Investors have been laboring under a dangerous illusion about the prospects for a trade deal

Investors have been operating under the delusion that the only sticking point in the ongoing trade dispute with China is to iron out some small differences, or for the other party to end the posturing or hard core negotiating tactics.

Trump’s threat to impose tariffs, should wake the market out of its slumber, because, should the Chinese not end their bad faith negotiations, he is going to impose them come Friday — as he should. Analysts and investors have believed that since the issue has been a continuing cloud over the stock market, Trump would bend a little in his negotiating posture, as every president before him, have not been paying attention and have failed to realize that Trump isn’t bluffing.

There is an excellent article in yesterday’s Wall Street Journal that does an exemplary job of explaining the substantive differences between the parties. It’s a must read regarding the economic, military and strategic divergences between the two countries that explains president Trump’s unyielding posture. Induced by the euphoria of an unbroken ten-year bull market, investors have been living in a dream world in their expectations that trade differences, at some point, will be resolved. What happened on Tuesday brings the entire matter into focus. The Chinese sent back a draft trade agreement deleting all major commitments it had previously made. As reported by Reuters,

The document was riddled with reversals by China that undermined core U.S.

demands, the sources told Reuters.

In each of the seven chapters of the draft trade deal, China had deleted its

commitments to change laws to resolve core complaints that caused the United States

to launch a trade war: Theft of U.S. intellectual property and trade secrets; forced

technology transfers; competition policy; access to financial services; and currency


U.S. President Donald Trump responded in a tweet on Sunday vowing to raise tariffs on

$200 billion worth of Chinese goods from 10 to 25 percent on Friday – timed to land in

the middle of a scheduled visit by China’s Vice Premier Liu He to Washington to

continue trade talks.

The United States said on Wednesday the higher tariffs would go into effect on Friday,

according to a notice posted on the Federal Register.

The Chinese have reneged on trade provisions and agreements since they entered the World Trade Organization; they have no intention now of giving up the unfair trade practices that have helped make them to the world’s second largest economy. And, why should they? The U.S. has encouraged such predatory behavior by looking the other way.

The reason the markets are jittery, is because Trump is unlike previous presidents, Republican and Democrat alike, who have capitulated when China blatantly refused to comply with preexisting trade protocols.

Undoubtedly, one of the reasons for China’s dilatory tactics, is that they are hoping the next president will buckle, as every other president has done in the past, and agree to China’s terms, as a precondition for conducting business in their country.

The Chinese have built up their economy, in part, by stealing U.S. intellectual property , deliberately hacking into the systems of U.S.defense contractors, stealing military secrets and refusing to end their practice of forced technology transfer. That is the way China does business. Trump wants to put an end to this chicanery.

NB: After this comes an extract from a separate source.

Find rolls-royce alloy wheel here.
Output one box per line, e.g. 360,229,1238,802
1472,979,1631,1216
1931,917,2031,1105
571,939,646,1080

China’s rapacious mercantilist practices, that it pursues with impunity, is noting more than economic warfare. In short, our political elites have given China the keys to the kingdom and now the consequences of such a manifestly suicidal trade policy are coming to the fore.

The stock market is not ready for the consequences.

The Chinese are our strategic, military and economic adversaries. The sooner investors’ are disabused of their illusion that mutual self-interest will prevail for a trade agreement, the better.